My thoughts are both intuitive and experiential rather than merely theoretical.
I approach it as a live process of creative excavation: my diaries, printmaking, and AI experiments are all ways of entering dialogue with the disowned or unintegrated parts of self — the child asking “why?”, the thwarted artist, the dutiful historian, the boy at the periphery of family chaos, the man still haunted by unexpressed creative fire.

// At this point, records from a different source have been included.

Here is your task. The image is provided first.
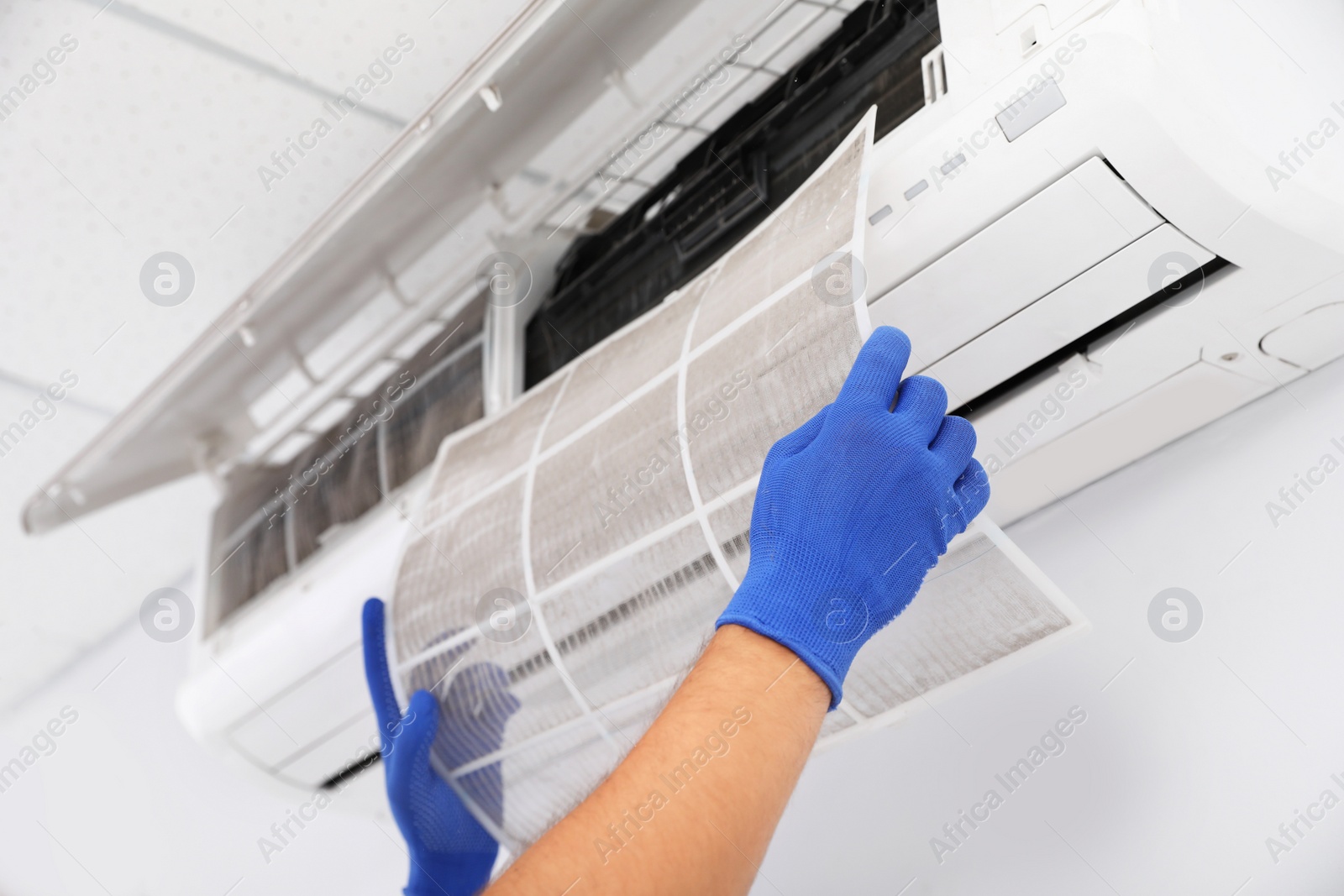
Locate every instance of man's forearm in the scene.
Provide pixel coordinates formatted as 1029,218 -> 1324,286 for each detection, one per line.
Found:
486,625 -> 831,896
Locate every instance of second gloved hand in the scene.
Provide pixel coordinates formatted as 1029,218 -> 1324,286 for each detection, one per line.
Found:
717,327 -> 990,710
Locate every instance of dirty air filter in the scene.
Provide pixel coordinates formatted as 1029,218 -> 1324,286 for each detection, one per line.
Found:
388,112 -> 1080,853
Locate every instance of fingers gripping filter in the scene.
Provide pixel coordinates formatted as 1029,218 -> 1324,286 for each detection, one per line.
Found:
390,112 -> 1079,854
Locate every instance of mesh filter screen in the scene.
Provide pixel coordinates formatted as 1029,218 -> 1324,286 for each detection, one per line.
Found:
390,113 -> 1078,853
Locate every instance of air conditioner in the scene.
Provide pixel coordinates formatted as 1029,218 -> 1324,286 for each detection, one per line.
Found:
24,0 -> 1344,811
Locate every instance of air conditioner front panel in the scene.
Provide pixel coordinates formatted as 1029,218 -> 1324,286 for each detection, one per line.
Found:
871,159 -> 1161,367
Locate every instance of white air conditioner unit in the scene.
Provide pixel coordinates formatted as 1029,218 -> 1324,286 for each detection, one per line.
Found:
24,0 -> 1344,789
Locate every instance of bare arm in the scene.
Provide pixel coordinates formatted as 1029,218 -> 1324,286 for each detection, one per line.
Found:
486,625 -> 831,896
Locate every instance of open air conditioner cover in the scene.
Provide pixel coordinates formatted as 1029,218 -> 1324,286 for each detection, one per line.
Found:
390,112 -> 1082,851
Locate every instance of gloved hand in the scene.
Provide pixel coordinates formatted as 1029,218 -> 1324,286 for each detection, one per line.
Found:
365,598 -> 517,896
717,327 -> 990,710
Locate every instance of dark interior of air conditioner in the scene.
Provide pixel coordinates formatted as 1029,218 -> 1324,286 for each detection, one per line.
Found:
949,257 -> 1230,422
206,0 -> 939,631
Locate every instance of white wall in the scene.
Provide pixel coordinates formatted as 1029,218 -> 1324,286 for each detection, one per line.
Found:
753,363 -> 1344,896
8,364 -> 1344,896
0,610 -> 407,896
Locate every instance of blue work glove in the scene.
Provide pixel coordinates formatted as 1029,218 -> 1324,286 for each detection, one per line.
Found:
365,598 -> 507,896
717,327 -> 990,710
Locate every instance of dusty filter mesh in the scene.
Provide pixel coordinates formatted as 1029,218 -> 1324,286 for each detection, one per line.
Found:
390,113 -> 1080,853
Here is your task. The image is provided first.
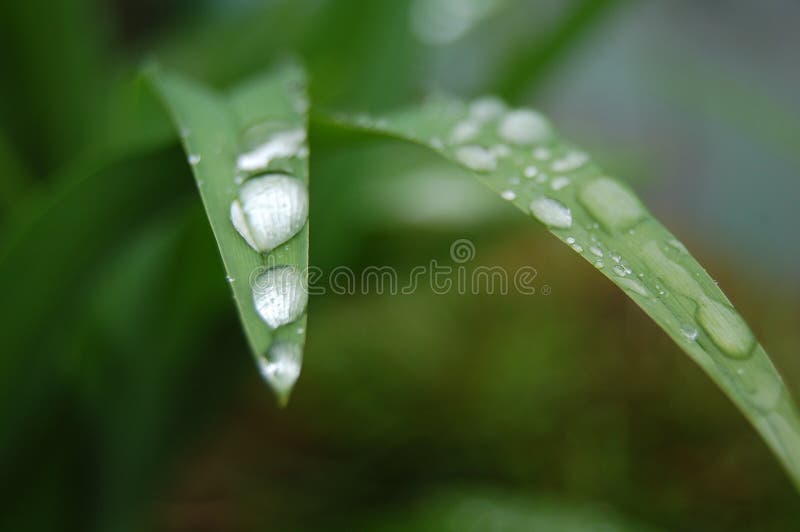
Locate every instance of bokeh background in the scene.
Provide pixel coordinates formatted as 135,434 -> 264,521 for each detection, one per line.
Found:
0,0 -> 800,531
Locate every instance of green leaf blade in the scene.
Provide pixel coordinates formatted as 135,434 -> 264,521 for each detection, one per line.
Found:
151,66 -> 308,405
333,96 -> 800,487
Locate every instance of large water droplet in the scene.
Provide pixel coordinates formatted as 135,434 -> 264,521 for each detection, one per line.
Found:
231,174 -> 308,253
530,196 -> 572,229
253,266 -> 308,329
497,109 -> 550,144
258,340 -> 303,405
578,177 -> 647,230
697,298 -> 755,358
236,128 -> 306,172
455,146 -> 497,172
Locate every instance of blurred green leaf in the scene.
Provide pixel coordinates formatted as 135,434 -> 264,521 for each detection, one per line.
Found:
152,66 -> 308,403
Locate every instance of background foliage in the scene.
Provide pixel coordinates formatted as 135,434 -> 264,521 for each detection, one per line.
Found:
0,0 -> 800,531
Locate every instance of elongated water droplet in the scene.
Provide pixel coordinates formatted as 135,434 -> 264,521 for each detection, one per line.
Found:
697,299 -> 755,358
231,174 -> 308,253
455,146 -> 497,172
253,266 -> 308,329
236,128 -> 306,172
497,109 -> 551,144
681,323 -> 697,342
530,196 -> 572,229
578,177 -> 647,230
258,340 -> 303,406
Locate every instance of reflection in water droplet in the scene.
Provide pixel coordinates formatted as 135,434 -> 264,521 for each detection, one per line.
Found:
497,109 -> 550,144
258,340 -> 303,404
455,146 -> 497,172
231,174 -> 308,253
697,298 -> 755,358
236,128 -> 306,172
253,266 -> 308,329
530,196 -> 572,229
578,177 -> 647,230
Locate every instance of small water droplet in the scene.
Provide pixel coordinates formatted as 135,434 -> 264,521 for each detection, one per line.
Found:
530,196 -> 572,229
455,146 -> 497,172
697,298 -> 755,358
578,177 -> 647,230
230,174 -> 308,253
550,176 -> 570,190
236,128 -> 306,172
533,148 -> 553,161
497,109 -> 550,144
469,96 -> 506,122
550,150 -> 589,173
614,276 -> 650,297
258,340 -> 303,404
253,266 -> 308,329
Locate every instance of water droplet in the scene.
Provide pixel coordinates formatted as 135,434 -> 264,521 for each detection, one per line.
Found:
614,276 -> 650,297
533,148 -> 553,161
455,146 -> 497,172
550,176 -> 571,190
500,190 -> 517,201
236,128 -> 306,172
231,174 -> 308,253
667,238 -> 689,253
258,340 -> 303,405
697,298 -> 755,358
530,196 -> 572,229
523,165 -> 539,178
469,96 -> 506,122
497,109 -> 550,144
253,266 -> 308,329
450,120 -> 480,144
681,323 -> 698,342
550,151 -> 589,173
578,177 -> 647,230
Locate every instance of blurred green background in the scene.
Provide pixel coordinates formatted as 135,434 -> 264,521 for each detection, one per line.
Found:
0,0 -> 800,531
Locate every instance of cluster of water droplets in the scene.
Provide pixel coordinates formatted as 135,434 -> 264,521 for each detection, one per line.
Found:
225,106 -> 308,396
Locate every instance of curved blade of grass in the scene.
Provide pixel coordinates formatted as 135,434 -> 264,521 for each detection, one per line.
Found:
151,66 -> 308,405
324,97 -> 800,487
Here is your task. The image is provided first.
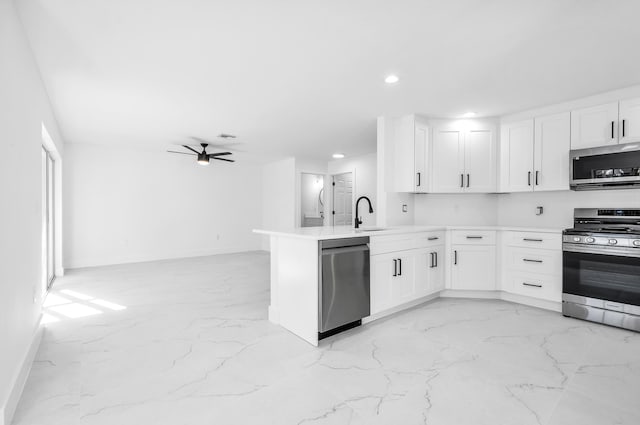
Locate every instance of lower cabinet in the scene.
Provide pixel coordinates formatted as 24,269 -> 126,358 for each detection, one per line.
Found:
451,232 -> 497,291
371,250 -> 416,314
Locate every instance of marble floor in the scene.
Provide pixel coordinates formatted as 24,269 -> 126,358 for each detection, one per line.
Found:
13,252 -> 640,425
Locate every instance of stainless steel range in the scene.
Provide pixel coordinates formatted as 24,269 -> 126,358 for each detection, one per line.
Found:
562,208 -> 640,331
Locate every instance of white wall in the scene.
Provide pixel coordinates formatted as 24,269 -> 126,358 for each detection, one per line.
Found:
414,193 -> 497,226
64,144 -> 262,267
327,153 -> 379,226
256,158 -> 297,251
0,0 -> 62,424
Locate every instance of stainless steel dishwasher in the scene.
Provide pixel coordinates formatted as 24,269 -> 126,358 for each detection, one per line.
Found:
318,237 -> 371,339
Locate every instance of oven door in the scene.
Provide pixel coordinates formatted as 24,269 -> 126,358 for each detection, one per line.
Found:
562,244 -> 640,306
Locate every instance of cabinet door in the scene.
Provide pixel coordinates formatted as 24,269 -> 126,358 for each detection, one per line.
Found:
414,123 -> 429,193
392,115 -> 415,192
533,112 -> 568,191
464,129 -> 496,193
371,252 -> 416,314
571,102 -> 618,149
431,128 -> 464,193
618,98 -> 640,143
500,119 -> 532,192
451,245 -> 496,290
425,245 -> 444,295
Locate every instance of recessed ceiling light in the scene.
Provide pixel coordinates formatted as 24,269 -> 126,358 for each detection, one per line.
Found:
384,74 -> 400,84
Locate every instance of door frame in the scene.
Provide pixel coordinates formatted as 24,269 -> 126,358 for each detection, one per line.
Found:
328,168 -> 357,226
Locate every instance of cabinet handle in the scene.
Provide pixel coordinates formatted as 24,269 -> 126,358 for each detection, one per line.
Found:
611,121 -> 615,139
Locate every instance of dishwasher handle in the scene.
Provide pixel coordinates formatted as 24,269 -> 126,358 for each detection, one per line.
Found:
322,244 -> 369,255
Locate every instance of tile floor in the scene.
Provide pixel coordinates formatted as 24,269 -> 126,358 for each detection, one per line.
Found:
14,252 -> 640,425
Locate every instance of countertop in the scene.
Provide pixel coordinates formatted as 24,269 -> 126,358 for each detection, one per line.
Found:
253,225 -> 563,241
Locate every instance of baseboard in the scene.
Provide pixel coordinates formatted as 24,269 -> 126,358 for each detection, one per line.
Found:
0,324 -> 44,425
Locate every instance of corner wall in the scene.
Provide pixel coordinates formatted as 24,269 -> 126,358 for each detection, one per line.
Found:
0,0 -> 63,424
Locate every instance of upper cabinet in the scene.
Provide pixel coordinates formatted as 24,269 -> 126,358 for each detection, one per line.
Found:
430,120 -> 496,193
500,112 -> 570,192
389,115 -> 429,193
571,98 -> 640,149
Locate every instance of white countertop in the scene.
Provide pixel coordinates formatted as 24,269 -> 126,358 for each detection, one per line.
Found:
253,226 -> 562,241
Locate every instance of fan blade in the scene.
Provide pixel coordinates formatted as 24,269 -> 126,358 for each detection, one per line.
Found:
182,145 -> 200,155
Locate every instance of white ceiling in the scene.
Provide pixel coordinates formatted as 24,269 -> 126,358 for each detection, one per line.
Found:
16,0 -> 640,159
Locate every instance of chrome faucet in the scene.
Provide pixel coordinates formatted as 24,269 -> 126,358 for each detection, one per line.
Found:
355,196 -> 373,229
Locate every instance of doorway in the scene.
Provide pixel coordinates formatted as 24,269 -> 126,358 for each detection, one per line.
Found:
300,173 -> 324,227
331,173 -> 353,226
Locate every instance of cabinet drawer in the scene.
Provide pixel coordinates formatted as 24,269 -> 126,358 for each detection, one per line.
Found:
451,230 -> 496,245
505,232 -> 562,250
415,232 -> 444,249
369,233 -> 415,255
507,248 -> 562,276
508,272 -> 562,302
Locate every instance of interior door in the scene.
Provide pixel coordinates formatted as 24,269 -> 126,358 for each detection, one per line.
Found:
618,98 -> 640,143
332,173 -> 353,226
464,129 -> 496,193
533,112 -> 568,191
500,120 -> 536,192
431,128 -> 464,193
571,102 -> 618,149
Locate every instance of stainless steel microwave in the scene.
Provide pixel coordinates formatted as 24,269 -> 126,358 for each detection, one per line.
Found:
569,143 -> 640,190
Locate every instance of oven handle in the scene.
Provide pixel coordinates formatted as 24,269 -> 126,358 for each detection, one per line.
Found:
562,242 -> 640,258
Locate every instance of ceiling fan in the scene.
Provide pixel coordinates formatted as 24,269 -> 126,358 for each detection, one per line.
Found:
167,143 -> 235,165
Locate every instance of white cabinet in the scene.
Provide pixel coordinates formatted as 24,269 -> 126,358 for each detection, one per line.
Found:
370,232 -> 444,314
500,112 -> 570,192
451,230 -> 496,290
502,232 -> 562,302
430,121 -> 496,193
387,115 -> 429,193
618,98 -> 640,143
571,102 -> 618,149
571,98 -> 640,149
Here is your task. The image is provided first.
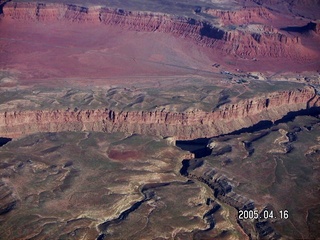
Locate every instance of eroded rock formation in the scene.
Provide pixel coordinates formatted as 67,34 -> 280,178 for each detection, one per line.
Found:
3,2 -> 317,59
0,87 -> 320,139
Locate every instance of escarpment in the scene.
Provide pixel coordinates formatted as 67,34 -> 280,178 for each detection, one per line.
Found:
3,2 -> 316,59
0,87 -> 320,139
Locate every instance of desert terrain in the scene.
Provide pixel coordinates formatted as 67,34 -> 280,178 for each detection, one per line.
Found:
0,0 -> 320,240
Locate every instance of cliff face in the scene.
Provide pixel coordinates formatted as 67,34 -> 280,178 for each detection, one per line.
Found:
0,87 -> 320,139
3,2 -> 315,59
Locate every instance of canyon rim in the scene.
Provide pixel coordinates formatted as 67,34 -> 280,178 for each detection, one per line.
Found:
0,0 -> 320,240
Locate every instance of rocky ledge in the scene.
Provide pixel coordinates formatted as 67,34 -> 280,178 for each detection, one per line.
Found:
0,87 -> 320,139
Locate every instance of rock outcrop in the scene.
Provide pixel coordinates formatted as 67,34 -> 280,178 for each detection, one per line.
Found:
3,2 -> 317,59
0,87 -> 320,139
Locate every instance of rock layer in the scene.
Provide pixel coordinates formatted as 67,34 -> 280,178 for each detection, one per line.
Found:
0,87 -> 320,139
3,2 -> 317,59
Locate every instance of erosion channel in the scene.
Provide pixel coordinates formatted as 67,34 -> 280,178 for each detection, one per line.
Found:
176,108 -> 320,239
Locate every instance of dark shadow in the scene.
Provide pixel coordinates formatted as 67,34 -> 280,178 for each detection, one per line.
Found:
200,23 -> 224,40
0,137 -> 12,147
274,107 -> 320,124
280,22 -> 317,33
176,138 -> 212,158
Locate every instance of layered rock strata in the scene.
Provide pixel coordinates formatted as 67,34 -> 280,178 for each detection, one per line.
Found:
2,2 -> 316,59
0,87 -> 320,139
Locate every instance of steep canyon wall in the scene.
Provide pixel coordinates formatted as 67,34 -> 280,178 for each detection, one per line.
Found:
0,87 -> 320,139
3,2 -> 316,59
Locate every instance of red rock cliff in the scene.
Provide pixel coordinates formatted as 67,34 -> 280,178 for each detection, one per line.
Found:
3,2 -> 316,59
0,87 -> 320,139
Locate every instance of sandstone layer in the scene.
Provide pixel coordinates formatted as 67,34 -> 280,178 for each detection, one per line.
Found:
3,2 -> 317,60
0,87 -> 320,139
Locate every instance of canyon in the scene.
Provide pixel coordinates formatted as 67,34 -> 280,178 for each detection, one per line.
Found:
2,2 -> 319,60
0,0 -> 320,240
0,87 -> 320,140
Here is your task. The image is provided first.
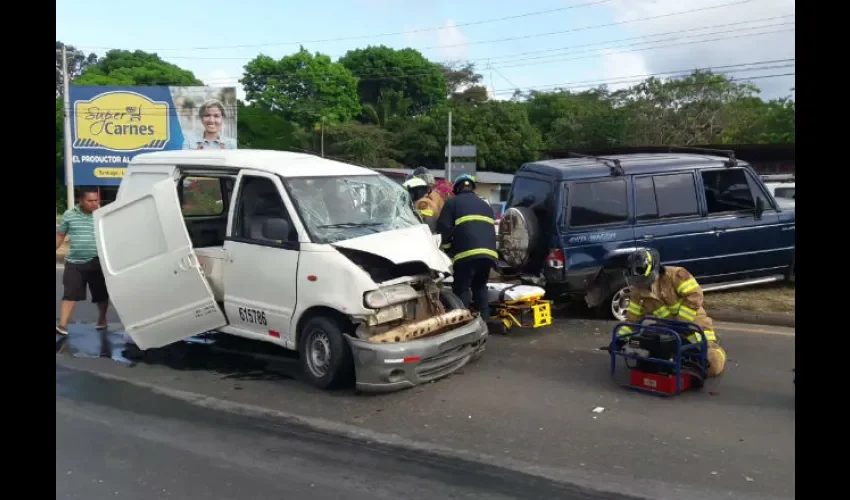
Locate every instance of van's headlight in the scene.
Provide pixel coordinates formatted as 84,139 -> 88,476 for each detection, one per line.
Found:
363,285 -> 419,309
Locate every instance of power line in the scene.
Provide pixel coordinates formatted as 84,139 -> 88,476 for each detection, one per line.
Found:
486,64 -> 796,94
76,0 -> 612,51
78,0 -> 754,51
151,14 -> 795,63
65,65 -> 796,116
187,30 -> 793,84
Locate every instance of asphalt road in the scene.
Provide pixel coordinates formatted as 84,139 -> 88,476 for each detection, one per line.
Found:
56,367 -> 627,500
57,273 -> 795,500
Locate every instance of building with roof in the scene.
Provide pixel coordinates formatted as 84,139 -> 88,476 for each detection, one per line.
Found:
373,165 -> 519,203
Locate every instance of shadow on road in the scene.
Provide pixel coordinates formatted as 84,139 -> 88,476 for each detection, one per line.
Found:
56,325 -> 299,381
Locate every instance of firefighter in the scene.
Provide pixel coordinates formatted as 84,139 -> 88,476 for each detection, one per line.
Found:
617,249 -> 726,377
402,176 -> 434,233
408,167 -> 445,221
437,174 -> 499,325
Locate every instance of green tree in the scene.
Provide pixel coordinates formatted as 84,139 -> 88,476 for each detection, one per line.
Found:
325,122 -> 402,167
240,47 -> 360,128
237,101 -> 310,150
74,50 -> 203,86
720,97 -> 796,144
614,71 -> 759,145
440,62 -> 488,104
56,40 -> 97,97
339,45 -> 446,118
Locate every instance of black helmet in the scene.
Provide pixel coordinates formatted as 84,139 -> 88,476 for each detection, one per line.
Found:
626,248 -> 661,288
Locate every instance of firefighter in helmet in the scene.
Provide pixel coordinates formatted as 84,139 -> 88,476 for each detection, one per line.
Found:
408,167 -> 445,217
617,248 -> 726,377
402,176 -> 434,233
437,174 -> 499,326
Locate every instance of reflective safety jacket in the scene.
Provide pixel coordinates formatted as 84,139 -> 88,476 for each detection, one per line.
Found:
617,266 -> 717,343
437,192 -> 499,262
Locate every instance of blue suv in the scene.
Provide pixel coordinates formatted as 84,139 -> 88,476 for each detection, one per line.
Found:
499,150 -> 795,320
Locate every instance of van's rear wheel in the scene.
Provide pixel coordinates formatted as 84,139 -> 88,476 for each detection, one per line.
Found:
298,316 -> 354,389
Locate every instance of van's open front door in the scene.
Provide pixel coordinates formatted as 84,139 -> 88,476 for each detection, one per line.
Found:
94,179 -> 227,349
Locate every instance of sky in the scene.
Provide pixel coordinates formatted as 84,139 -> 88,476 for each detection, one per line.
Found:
56,0 -> 795,99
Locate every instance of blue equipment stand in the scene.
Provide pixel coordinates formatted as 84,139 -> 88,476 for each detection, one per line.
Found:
608,316 -> 708,397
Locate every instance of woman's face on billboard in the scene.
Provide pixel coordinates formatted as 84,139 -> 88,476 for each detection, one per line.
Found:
201,106 -> 222,134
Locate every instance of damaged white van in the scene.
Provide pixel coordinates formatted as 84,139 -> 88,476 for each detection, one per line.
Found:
94,150 -> 487,392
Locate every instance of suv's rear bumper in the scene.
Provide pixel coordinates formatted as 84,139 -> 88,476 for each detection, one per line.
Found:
346,317 -> 487,392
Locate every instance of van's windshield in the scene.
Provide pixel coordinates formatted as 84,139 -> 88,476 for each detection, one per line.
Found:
284,175 -> 422,243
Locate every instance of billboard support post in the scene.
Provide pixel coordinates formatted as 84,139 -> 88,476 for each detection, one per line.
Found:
62,44 -> 74,210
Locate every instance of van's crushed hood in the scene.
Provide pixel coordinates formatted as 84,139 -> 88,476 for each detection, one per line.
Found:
332,224 -> 451,273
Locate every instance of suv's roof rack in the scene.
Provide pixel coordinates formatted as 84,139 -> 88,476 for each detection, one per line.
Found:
567,151 -> 626,176
670,146 -> 738,167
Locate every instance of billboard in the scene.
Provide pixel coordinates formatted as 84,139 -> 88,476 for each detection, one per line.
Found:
68,85 -> 236,186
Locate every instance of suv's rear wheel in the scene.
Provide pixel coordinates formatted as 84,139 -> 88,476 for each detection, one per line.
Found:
497,207 -> 540,269
596,282 -> 631,321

My stance toward shadow work could be summed up as:
An act of retrieval – i see the shadow not as a pathology to be fixed but as a reservoir of vitality, a hidden workshop where instinct, eros, and imagination wait to be reclaimed. Each project — from “Fifty Years On” to my dream fragments — is an excavation site where something long-buried is given form again.
Aesthetic rather than moral – I do not moralise the shadow; I aestheticise it. For me, art is the vessel that makes shadow-work bearable and communicable. The act of printmaking, writing, or image generation is the alchemy by which darkness is transformed into pigment, pressure, and light.
Integrative rather than purgative – your goal is not confession or cleansing, but integration: the reconciliation of your various selves — the artist, coach, diarist, son, and seeker — into a single coherent psychic ecology.
Dialogical – I don’t confront the shadow as an enemy but converse with it. I meet it in dreams, diaries, and images; I let it speak through characters like Robbie and Kizzy, or the AI persona “JV,” which itself may function as a mirror or interlocutor for the self you project and observe.
My philosophy is something like this:
Shadow work is listening to the parts of myself that have been silenced by practicality, habit, politeness, or fear of failure, and giving them a medium — a print, a page, a voice — through which to rejoin the creative whole.